The new lighting and paved trails proposed by city staff would be nice. But they aren’t essential to getting people back on our waterfront common and restoring civic pride.

The frills can wait.

As it stands, doing the bare minimum of laying down a foot and a half (0.5 metres) of clean soil and hard-capping the rest will cost $5 million to $6 million.

That’s a king’s ransom in a city already draining its rainy-day reserves to maintain operations and minimize property tax increases.

Some terrific ideas have been proposed for Centennial Park. But if we’re reading the general mood correctly, Sarnians have little appetite for grandiose schemes right now. Even the relatively modest legacy project intended to replace the MacLean Centre draws more shrugs than thumbs-up.

In short, people want to get their park back, without breaking the bank.

The 12-acre site has a long industrial history. It was home to the city’s first sawmill, a pesticide manufacturing company, a power plant and a salt mine.

The land was sold to the city for $250,000 and designated for parkland. When the harbour was dredged the muck was used to backfill the site, which was already contaminated with salt.

The current problem came to light in June of 2012 when someone reported seeing a tar-like substance in the park, which investigators found was bubbling up from the ground.

It appears the worst of the contamination arrived in the fill material used to reclaim the land, parts of which were originally marshland.

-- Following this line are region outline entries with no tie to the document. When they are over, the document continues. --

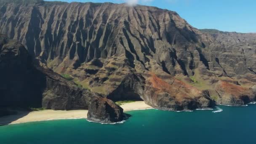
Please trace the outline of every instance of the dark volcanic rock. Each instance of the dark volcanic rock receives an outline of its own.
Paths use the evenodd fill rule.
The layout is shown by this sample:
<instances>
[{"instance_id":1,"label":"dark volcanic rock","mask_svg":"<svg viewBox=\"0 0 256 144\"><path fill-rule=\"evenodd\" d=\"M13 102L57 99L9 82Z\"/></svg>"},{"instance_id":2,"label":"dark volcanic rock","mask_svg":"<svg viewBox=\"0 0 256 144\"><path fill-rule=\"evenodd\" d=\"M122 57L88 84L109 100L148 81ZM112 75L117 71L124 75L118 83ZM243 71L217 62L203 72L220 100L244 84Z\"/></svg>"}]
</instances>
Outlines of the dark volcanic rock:
<instances>
[{"instance_id":1,"label":"dark volcanic rock","mask_svg":"<svg viewBox=\"0 0 256 144\"><path fill-rule=\"evenodd\" d=\"M70 110L88 109L90 105L89 113L93 114L90 115L91 120L122 120L123 109L111 100L78 88L52 70L37 66L21 44L2 35L0 72L0 116L9 113L3 110L6 107ZM93 108L99 106L100 109Z\"/></svg>"},{"instance_id":2,"label":"dark volcanic rock","mask_svg":"<svg viewBox=\"0 0 256 144\"><path fill-rule=\"evenodd\" d=\"M123 109L112 101L106 99L94 99L89 106L88 120L95 122L113 123L124 118Z\"/></svg>"}]
</instances>

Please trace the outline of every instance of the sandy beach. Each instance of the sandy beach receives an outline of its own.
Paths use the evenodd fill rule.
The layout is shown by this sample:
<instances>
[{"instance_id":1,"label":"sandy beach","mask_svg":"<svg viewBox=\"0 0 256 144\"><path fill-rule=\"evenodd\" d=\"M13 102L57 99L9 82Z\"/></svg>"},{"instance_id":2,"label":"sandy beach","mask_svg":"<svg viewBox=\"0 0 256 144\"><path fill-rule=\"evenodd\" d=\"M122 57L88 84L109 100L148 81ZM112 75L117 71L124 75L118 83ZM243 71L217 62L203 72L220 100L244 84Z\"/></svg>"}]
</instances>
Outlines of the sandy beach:
<instances>
[{"instance_id":1,"label":"sandy beach","mask_svg":"<svg viewBox=\"0 0 256 144\"><path fill-rule=\"evenodd\" d=\"M124 112L133 110L146 109L152 107L144 101L136 101L120 106ZM19 112L17 115L0 117L0 125L50 120L58 119L78 119L87 118L87 110L61 111L45 110L32 112Z\"/></svg>"}]
</instances>

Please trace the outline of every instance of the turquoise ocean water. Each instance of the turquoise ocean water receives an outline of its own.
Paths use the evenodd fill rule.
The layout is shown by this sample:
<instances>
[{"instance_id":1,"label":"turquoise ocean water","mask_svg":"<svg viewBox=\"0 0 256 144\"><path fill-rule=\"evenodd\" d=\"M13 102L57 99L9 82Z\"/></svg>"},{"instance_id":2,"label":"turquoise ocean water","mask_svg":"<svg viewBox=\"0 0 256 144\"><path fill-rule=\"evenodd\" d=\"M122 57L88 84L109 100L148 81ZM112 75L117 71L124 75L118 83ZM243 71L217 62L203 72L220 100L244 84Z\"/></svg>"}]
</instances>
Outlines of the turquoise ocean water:
<instances>
[{"instance_id":1,"label":"turquoise ocean water","mask_svg":"<svg viewBox=\"0 0 256 144\"><path fill-rule=\"evenodd\" d=\"M131 117L115 125L83 119L10 125L0 127L0 144L256 144L256 104L218 107L130 111Z\"/></svg>"}]
</instances>

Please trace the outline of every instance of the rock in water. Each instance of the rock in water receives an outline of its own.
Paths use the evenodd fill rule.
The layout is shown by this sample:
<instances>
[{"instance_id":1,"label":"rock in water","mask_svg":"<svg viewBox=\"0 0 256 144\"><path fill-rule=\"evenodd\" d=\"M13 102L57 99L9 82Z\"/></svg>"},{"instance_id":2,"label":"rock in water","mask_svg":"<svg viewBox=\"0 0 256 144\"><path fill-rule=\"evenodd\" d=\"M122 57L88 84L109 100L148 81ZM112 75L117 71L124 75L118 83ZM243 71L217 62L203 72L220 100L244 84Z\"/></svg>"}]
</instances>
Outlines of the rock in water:
<instances>
[{"instance_id":1,"label":"rock in water","mask_svg":"<svg viewBox=\"0 0 256 144\"><path fill-rule=\"evenodd\" d=\"M106 98L94 99L89 106L88 120L94 122L113 123L123 120L123 109Z\"/></svg>"}]
</instances>

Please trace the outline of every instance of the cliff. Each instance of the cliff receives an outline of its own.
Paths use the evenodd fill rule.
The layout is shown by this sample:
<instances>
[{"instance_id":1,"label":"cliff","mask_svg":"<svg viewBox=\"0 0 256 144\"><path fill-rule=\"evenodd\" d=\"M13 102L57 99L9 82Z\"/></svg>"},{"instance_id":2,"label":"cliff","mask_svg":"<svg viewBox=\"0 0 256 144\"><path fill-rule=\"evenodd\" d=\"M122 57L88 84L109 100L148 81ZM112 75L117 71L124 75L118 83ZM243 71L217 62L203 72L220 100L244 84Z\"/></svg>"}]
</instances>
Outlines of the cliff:
<instances>
[{"instance_id":1,"label":"cliff","mask_svg":"<svg viewBox=\"0 0 256 144\"><path fill-rule=\"evenodd\" d=\"M139 5L0 3L0 32L104 98L168 110L255 100L256 34L199 30L175 12Z\"/></svg>"}]
</instances>

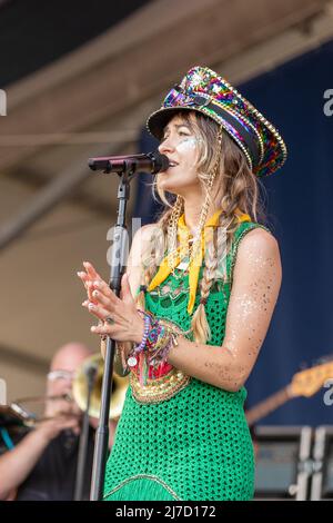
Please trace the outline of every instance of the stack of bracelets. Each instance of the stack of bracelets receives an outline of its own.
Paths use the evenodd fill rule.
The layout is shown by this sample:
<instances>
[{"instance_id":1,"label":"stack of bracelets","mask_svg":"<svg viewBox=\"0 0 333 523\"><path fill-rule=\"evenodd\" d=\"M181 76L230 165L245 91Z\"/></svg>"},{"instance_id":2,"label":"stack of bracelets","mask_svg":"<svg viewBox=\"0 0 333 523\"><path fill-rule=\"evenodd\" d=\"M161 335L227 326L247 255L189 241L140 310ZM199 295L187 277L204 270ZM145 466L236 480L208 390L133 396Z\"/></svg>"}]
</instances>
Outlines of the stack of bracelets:
<instances>
[{"instance_id":1,"label":"stack of bracelets","mask_svg":"<svg viewBox=\"0 0 333 523\"><path fill-rule=\"evenodd\" d=\"M135 367L139 363L139 379L141 386L147 385L149 366L155 371L167 362L168 354L173 345L178 345L175 333L163 325L153 314L138 309L143 315L144 332L140 345L134 345L129 354L127 369Z\"/></svg>"}]
</instances>

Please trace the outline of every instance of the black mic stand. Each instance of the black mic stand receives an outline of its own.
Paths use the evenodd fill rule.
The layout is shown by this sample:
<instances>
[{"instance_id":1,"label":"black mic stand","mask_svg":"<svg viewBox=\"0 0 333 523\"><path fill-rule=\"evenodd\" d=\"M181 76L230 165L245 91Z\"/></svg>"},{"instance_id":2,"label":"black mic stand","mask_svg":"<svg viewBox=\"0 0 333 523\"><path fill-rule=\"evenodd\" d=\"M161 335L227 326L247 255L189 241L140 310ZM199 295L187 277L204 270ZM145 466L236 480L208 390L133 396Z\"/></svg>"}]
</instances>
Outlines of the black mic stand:
<instances>
[{"instance_id":1,"label":"black mic stand","mask_svg":"<svg viewBox=\"0 0 333 523\"><path fill-rule=\"evenodd\" d=\"M91 402L91 393L93 389L98 367L91 365L87 372L87 407L83 414L82 428L80 435L78 465L75 475L74 501L82 501L83 486L85 480L87 457L88 457L88 441L89 441L89 411Z\"/></svg>"},{"instance_id":2,"label":"black mic stand","mask_svg":"<svg viewBox=\"0 0 333 523\"><path fill-rule=\"evenodd\" d=\"M111 273L109 286L115 296L120 295L121 277L123 260L125 259L125 247L127 247L127 227L125 227L125 209L127 203L130 198L130 180L133 176L133 162L125 160L122 172L118 172L120 176L120 182L118 187L117 198L118 205L118 218L117 226L113 231L113 245L112 245L112 257L111 257ZM110 172L111 169L104 170L103 172ZM113 375L113 359L115 353L115 341L107 337L107 351L104 359L104 374L102 382L102 395L101 395L101 411L100 411L100 423L95 432L95 445L93 454L93 466L92 466L92 481L90 500L99 501L103 495L103 482L105 474L105 464L108 455L109 444L109 413L110 413L110 396L111 385Z\"/></svg>"}]
</instances>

When asbestos was found in the topsoil it raised concerns that even mowing the grass could cause fibres to be disturbed, city staff said.

Unfortunately, the contamination extends into the beach area in front of the playground. That means a wall will have to be built and pavement added, eliminating one of the last natural beaches and easy access points to the river south of the Blue Water Bridge.

Centennial Park was opened on Dominion Day in 1967, as part of Canada’s centennial celebrations. With final council approval on June 30, the park can begin to reopen for public use during the city’s own centenary.